TEKNOWLEDGE CASE – BENEFIT TO A GOVERNMENT CONTRACT: Basic Facts
(Editor’s Note. In the last couple of years we have been focusing on cases addressing “benefit to the government”. This elusive, evolving concept has great practical significance on what costs are deemed to be allocable and hence allowable government contract costs. The following is a summary of a most recent case addressing this issue where it illustrates some of the factors that need to exist for an indirect cost to be allocable to a contract.)
Basic Facts
Teknowledge is an internet transaction company providing service solutions for the government. (Full disclosure – we have provided consulting services to the company unrelated to the current case.) In 1999, Teknowledge began developing the TekPortal software program, a customer information aggregation service used in the financial services industry. The company intended for the TekPortal program to be dual use software for both commercial and governmental customers.
At the time, Teknowledge had two reporting segments – commercial and government. The commercial segment oversaw development of TekPortal and Teknowledge allocated a portion - $285,000 - of the amortized development costs of $885,000 to the government segment’s G&A pool based on headcount of the two segments. From 2001 to 2005, Teknowledge proposed use of TekPortal software in response to three Government RFPs but the government never purchased the program. The Contractor admitted that none of the government contracts utilized the TekPortal technology “per se.”

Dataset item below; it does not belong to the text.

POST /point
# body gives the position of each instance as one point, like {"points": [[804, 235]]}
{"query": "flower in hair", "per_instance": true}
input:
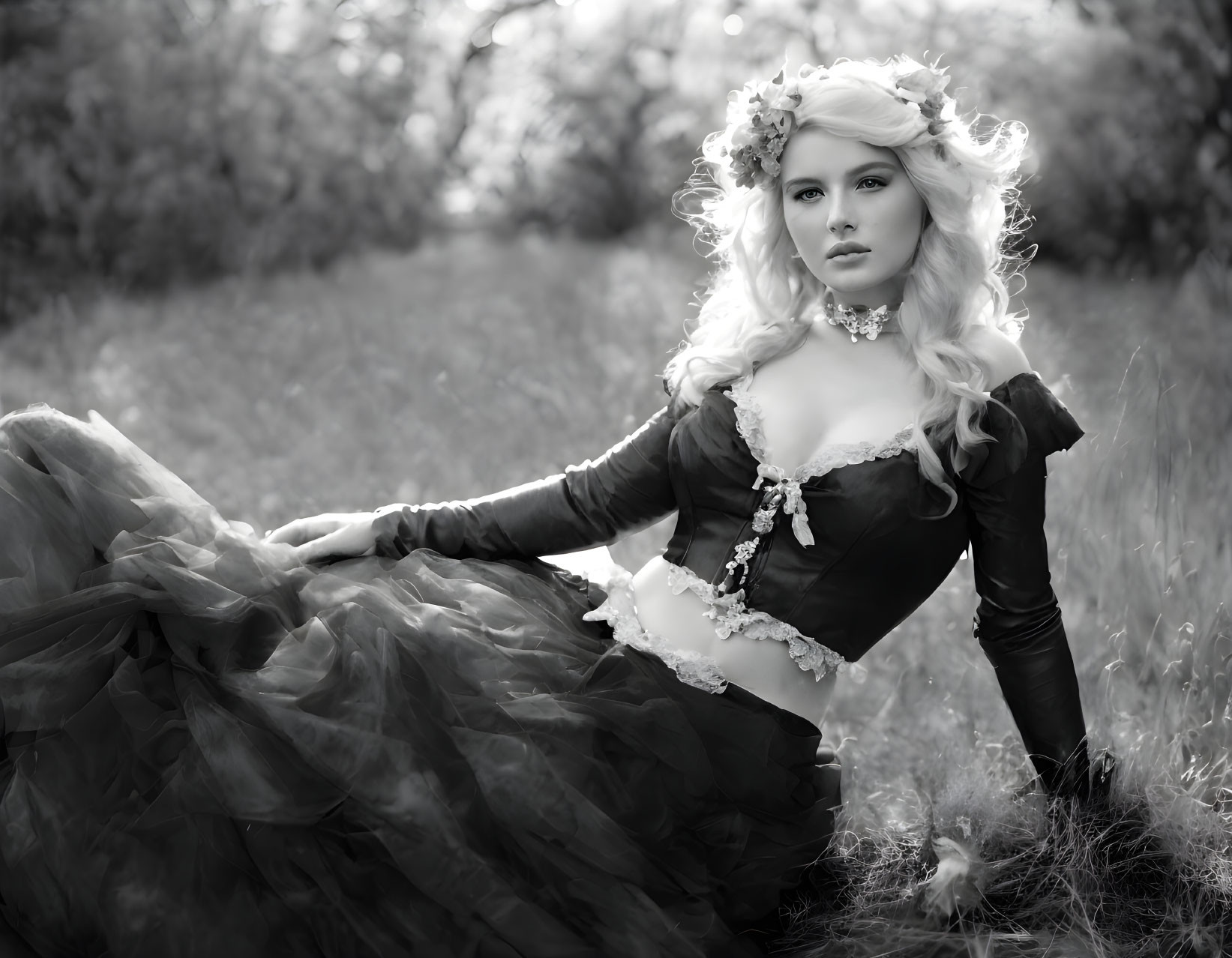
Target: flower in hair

The Government asserted the costs associated with developing the TekPortal program were not allocable to the Government and even if allocable, they are not allowable because they are not reasonable and do not comply with generally accepted accounting principles (GAAP). The contractor argued the costs are allocable because (1) they benefit the government and can be distributed to the government in reasonable proportion to the benefit received and (2) are necessary to the overall operation of its business. Further, it states the costs are allowable because they are reasonable and comply with GAAP. In July 2005 the Defense Contract Management Agency issued a notice of intent to disallow the amortized software costs from TekPortal and issued a final decision Jan. 2006 where upon in April 2006 Teknowledge filed a compliant to the Court challenging the disallowed amortized software costs of $285,000.